Find kth smallest pair sum with heaps
Company: Meta
Role: Machine Learning Engineer
Category: Coding & Algorithms
Difficulty: Medium
Interview Round: Onsite
Quick Answer: This question evaluates algorithmic problem-solving and complexity-analysis skills, focusing on efficient selection from two sorted arrays while handling duplicate sums and boundary conditions; it belongs to the Coding & Algorithms domain.
Constraints
- 1 <= n, m
- 1 <= k <= n * m
- A and B are sorted in nondecreasing order
- All elements of A and B are non-negative integers
- Do not generate all n*m pair sums explicitly
Examples
Input: ([1, 7, 11], [2, 4, 6], 3)
Expected Output: 7
Explanation: All pair sums sorted: [3, 5, 7, 9, 11, 13, 13, 15, 17]. The 3rd smallest is 7 (= 1 + 6).
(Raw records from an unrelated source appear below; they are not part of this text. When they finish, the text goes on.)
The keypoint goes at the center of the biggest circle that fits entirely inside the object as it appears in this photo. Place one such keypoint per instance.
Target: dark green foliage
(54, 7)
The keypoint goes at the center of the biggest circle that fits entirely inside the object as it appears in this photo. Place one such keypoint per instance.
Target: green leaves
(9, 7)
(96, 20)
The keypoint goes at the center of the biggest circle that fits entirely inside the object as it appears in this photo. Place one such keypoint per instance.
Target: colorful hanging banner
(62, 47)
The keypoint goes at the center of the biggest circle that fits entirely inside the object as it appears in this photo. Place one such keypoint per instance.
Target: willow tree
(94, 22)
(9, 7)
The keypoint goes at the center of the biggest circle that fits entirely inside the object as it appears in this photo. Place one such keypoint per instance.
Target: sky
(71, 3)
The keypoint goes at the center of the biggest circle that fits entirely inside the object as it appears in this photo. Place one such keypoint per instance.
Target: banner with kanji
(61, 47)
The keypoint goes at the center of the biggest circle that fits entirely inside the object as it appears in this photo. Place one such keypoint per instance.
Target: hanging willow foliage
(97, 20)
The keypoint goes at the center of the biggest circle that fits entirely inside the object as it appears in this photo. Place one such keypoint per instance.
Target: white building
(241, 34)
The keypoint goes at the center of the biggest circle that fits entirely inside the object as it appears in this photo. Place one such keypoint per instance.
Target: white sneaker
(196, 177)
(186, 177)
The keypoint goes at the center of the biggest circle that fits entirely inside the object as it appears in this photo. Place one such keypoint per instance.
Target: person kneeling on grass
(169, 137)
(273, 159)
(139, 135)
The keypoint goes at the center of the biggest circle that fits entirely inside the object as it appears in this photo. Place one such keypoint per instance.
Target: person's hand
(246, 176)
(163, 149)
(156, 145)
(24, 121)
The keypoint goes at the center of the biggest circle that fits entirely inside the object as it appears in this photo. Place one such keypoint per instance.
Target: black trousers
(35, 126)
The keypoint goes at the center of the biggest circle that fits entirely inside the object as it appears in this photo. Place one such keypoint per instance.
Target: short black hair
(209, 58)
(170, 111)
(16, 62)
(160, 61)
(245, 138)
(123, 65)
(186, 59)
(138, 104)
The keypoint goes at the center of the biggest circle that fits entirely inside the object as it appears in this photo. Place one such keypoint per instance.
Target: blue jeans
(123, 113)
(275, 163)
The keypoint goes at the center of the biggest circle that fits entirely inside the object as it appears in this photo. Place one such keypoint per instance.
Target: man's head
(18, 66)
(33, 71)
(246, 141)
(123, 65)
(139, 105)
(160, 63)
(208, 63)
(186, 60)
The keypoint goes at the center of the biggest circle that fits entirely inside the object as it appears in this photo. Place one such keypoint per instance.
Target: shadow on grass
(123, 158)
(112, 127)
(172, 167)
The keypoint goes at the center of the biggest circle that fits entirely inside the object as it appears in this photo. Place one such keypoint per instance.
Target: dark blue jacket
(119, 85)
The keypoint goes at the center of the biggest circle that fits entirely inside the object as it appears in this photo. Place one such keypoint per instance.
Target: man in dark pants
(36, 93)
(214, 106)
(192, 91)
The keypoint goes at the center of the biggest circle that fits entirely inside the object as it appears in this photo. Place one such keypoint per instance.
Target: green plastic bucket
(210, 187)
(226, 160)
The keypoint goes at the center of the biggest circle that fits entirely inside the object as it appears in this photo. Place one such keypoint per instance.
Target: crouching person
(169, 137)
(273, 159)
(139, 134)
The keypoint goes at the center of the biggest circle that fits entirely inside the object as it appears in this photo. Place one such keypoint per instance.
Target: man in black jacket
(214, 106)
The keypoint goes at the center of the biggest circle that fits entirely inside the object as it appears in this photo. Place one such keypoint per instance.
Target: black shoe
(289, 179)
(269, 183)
Input: ([1, 1, 2], [1, 2, 3], 1)
Expected Output: 2
Explanation: k=1 boundary: the smallest sum is A[0] + B[0] = 1 + 1 = 2.
Input: ([1, 2], [3], 2)
Expected Output: 5
Explanation: Sums are [4, 5]; the 2nd smallest is 5 (= 2 + 3).
Input: ([0, 0], [0, 0], 4)
Expected Output: 0
Explanation: All four pair sums equal 0; duplicates count with multiplicity, so the 4th smallest is still 0.
Input: ([1, 7, 11], [2, 4, 6], 9)
Expected Output: 17
Explanation: k = n*m = 9 boundary: the largest pair sum 11 + 6 = 17.
Input: ([5], [10], 1)
Expected Output: 15
Explanation: Single element each: the only sum is 5 + 10 = 15.
Input: ([2, 4, 6], [1, 3, 5], 6)
Expected Output: 7
Explanation: Sums sorted: [3, 5, 5, 7, 7, 7, 9, 9, 11]. The 6th smallest is 7, showing ties are counted individually.
Hints
- The smallest pair sum is always A[0] + B[0]. The next smallest is one step right in either array — this 'frontier' is exactly what a min-heap tracks efficiently.
- Seed the heap with one entry per row of the SHORTER array: (smaller[i] + larger[0], i, 0). This caps the heap at O(min(n, m)) entries.
- When you pop (sum, i, j), the only new candidate it unlocks is (smaller[i] + larger[j+1], i, j+1). Push it if j+1 is in bounds. Never push a 'down' move, or you would enqueue the same cell twice.
- Duplicate sums count with multiplicity: popping k times naturally handles ties because each (i, j) cell is a distinct heap entry even when sums are equal.